For Steve, the counselling also made him realise that much of what he felt wasn’t just about his dad’s death, but also his mum Angela’s death a year before.

“It helped me realise that what I was feeling was absolutely locked into losing mum as well.

“We were there with mum right at the end, and with dad we didn’t have a chance to be anywhere near him.

“This wasn’t about two separate things. Knowing that has helped legitimise how I feel.”

He added that one of the biggest breakthroughs for him in counselling was understanding the relationship he still has with his parents.

“Counselling helped me to recognise that I have developed a different relationship with my parents now. The moment I realised that was a real epiphany.

“My dad is with me now, but just in a different way. I don’t just stop being a son.”

He says counselling has also taught him more about his own self-care.

Permission to look after yourself

“It gives you permission to look after yourself, to say no to things, to put your arms around yourself.

“’You have to fit your own oxygen mask before other people’s’, is a phrase my counsellor has used.

“It’s helped hearing that from someone else, it’s sunk in.”

His counsellor has also helped him with mindfulness, posture, body-scanning and breathing techniques.

Steve added: “I’ve got this very structured time and space which has become like the core focus of my week - to the point that I look forward to it.
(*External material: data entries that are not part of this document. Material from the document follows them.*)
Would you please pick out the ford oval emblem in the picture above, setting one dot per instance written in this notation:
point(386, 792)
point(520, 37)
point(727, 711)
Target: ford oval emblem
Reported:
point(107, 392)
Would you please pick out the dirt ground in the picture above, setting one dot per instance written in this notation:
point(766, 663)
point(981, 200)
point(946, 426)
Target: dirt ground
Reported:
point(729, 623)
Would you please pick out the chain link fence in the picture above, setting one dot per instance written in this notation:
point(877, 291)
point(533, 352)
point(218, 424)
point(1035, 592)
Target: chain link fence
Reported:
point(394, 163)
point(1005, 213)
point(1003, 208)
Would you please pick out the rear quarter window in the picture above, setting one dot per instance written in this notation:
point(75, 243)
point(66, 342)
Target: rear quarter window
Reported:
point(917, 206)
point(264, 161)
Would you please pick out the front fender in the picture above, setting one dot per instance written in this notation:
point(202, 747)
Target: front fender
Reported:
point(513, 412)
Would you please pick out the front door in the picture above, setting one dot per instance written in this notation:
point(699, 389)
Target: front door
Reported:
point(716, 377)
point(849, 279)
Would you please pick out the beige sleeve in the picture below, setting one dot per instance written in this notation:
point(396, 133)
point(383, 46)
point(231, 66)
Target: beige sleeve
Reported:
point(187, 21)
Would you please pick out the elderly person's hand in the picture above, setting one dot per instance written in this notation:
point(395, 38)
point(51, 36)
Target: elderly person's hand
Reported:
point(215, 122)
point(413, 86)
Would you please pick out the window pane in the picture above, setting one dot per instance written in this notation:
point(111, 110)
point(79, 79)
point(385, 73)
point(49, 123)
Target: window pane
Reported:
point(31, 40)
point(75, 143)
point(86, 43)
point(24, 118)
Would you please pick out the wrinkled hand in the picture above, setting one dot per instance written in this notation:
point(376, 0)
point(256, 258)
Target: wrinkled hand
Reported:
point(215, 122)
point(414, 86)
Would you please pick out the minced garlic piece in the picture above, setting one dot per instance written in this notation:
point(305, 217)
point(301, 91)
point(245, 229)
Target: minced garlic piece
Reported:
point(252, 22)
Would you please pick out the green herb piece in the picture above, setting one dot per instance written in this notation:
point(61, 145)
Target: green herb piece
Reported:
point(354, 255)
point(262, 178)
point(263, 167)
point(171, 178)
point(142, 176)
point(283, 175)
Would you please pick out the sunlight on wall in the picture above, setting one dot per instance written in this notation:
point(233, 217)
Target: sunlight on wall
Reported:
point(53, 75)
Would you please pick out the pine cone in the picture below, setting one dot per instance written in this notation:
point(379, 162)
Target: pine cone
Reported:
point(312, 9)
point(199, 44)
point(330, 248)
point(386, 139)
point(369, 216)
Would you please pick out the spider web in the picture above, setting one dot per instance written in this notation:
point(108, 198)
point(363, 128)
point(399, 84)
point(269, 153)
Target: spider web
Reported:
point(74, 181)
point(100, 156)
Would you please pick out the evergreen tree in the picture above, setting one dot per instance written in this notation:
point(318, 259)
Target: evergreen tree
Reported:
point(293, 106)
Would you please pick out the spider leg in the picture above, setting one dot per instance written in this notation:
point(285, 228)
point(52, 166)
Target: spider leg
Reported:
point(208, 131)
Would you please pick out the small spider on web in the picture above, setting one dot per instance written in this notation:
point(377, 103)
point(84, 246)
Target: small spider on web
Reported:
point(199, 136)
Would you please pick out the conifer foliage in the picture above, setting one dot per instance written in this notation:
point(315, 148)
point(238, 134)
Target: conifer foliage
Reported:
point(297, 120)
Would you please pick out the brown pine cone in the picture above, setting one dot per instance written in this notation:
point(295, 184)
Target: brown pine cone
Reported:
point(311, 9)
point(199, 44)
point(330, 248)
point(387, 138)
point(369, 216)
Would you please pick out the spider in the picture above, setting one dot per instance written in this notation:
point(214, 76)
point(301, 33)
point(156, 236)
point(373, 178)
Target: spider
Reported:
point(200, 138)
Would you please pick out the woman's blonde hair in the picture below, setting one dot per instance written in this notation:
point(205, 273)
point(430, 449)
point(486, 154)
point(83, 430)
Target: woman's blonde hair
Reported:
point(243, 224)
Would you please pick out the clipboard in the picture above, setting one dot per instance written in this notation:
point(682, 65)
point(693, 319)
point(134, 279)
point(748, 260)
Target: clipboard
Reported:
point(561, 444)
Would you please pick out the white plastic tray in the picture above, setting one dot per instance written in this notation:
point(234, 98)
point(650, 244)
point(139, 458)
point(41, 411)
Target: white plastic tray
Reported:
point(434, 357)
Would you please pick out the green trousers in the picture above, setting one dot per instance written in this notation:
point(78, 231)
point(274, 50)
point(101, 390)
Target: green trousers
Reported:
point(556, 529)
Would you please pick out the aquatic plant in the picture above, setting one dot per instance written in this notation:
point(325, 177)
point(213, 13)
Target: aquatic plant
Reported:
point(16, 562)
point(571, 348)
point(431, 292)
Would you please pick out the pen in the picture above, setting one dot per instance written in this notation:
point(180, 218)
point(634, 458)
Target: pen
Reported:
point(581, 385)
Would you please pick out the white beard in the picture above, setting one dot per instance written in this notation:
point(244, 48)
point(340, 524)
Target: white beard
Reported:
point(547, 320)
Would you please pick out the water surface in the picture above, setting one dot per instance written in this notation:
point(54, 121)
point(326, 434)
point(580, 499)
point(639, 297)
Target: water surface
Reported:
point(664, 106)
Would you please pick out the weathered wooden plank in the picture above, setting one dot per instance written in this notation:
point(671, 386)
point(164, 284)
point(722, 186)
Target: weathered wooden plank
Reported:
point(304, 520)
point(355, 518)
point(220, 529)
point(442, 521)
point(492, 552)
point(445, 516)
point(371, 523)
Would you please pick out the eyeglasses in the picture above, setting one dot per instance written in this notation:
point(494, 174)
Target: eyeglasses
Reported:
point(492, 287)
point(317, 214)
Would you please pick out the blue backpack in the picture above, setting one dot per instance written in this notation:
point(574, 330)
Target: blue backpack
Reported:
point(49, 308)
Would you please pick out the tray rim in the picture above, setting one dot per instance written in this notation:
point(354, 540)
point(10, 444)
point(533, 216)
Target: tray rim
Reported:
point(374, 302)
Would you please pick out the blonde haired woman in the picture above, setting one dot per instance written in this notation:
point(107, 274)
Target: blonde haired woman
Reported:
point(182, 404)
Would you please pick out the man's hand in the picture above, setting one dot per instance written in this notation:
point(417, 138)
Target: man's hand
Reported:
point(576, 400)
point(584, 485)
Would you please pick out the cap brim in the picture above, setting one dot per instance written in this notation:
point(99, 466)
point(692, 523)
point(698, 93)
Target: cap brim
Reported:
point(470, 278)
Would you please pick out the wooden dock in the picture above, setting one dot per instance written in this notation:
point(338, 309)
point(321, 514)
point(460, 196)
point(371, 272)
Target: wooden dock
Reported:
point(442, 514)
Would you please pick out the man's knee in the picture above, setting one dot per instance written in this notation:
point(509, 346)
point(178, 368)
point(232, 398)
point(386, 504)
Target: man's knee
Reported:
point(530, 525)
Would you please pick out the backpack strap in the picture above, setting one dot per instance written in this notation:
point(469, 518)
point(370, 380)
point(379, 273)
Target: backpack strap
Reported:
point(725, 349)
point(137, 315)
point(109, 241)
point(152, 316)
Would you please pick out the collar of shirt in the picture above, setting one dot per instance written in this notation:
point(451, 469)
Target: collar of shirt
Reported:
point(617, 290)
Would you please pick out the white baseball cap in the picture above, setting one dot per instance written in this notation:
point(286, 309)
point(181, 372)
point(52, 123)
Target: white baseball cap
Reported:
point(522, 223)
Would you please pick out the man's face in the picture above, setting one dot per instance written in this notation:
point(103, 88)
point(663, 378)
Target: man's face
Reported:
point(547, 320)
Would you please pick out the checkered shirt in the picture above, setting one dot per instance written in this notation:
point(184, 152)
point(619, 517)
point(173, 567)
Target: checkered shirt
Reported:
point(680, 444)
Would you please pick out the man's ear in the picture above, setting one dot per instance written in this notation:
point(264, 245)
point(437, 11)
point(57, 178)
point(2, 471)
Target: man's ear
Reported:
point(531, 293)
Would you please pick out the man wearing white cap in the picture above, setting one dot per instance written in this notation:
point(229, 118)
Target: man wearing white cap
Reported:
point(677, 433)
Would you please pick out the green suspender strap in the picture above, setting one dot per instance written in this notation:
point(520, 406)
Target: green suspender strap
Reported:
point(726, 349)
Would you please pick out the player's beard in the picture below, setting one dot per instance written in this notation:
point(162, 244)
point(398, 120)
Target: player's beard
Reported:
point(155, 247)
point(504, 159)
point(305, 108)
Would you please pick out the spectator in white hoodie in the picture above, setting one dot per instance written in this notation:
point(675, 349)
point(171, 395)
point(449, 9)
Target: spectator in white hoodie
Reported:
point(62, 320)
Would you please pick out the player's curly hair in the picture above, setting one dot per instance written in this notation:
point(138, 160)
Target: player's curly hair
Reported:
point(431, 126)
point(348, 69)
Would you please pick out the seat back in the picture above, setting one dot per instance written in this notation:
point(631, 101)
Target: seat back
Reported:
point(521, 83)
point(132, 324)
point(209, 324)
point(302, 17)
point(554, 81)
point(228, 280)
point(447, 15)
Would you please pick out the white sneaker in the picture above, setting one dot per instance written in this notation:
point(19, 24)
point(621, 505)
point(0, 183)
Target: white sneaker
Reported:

“Before, I felt my feelings didn’t have a home. They were all over the place. I’ve taken back ownership of how I feel.

“I’ve got that space and time that I can focus on being a son of mum and dad.

“It’s not just about that counselling session, it has an impact on how I am over the entire week.”

He added that being able to speak openly to a trained professional, outside of his own circle of friends and family was important.

Needed a professional

“I talk to my wife about everything. I’ve got close friends. But I needed someone who was outside all of that. I needed a professional.

“I instantly formed a good relationship with my counsellor.

“The dynamic of the world we’re in right now means these things have to happen in a different way. But talking via Zoom works.

“There’s a great sense of connection so I can pick up the conversation really easily a week on because of where we left it before.

“Previously I had no experience of or thoughts about bereavement counselling. But for me, it’s been nothing but positive. It can be hard work, and of course it’s a deeply emotional experience, but I look forward to each session, knowing how much it’s helping me.”